After his pre-season training in Sousse under ES Sétif coach Hubert Velud, his recruitment was finalized with the Algerian champions. Soltani signed a two-year contract. However, after six months, he terminated his contract, as the club has not acceded to his request to receive an eight months' salary in advance. He played seven games with the club scoring one goal before he returned to Europe, playing for Skoda Xanthi.

=== Skoda Xanthi ===
In January 2013, Skoda Xanthi announced the acquisition of Karim Soltani, a player with experience in the Super League Greece on a free transfer. Soltani make his debut with the club on 27 January 2013, in a 1–0 away win against PAOK. On 26 September 2015, on an away 1–1 draw in the league against Iraklis had a quarrel after a violent foul, initially with Costin Lazăr caused him the expel from the game with a second yellow card and afterwards with his team manager Georgios Kaznaferis.

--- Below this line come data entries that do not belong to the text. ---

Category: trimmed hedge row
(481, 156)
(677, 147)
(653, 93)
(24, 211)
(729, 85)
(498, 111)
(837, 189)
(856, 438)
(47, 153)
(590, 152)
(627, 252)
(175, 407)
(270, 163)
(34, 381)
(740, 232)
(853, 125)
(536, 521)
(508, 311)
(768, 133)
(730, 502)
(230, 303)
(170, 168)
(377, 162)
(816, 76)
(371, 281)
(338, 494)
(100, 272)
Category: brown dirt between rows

On 31 May 2017, Xanthi announced that the contract of Soltani, which was to expire on 30 June, would not be extended.

=== PAS Giannina ===
In August 2017, PAS Giannina, also of the Super League Greece, announced the acquisition of Soltani on a free transfer.

== International career ==
Born in France, Soltani is also eligible to represent Algeria in international competition and has expressed his interest to play for Algeria. According to El Watan, Algerian head coach Rabah Saâdane was keeping an eye on Soltani for the 2010 African Cup of Nations.

== Personal life ==
Soltani is originally from the Algerian town of Berriche, Oum El Bouaghi Province.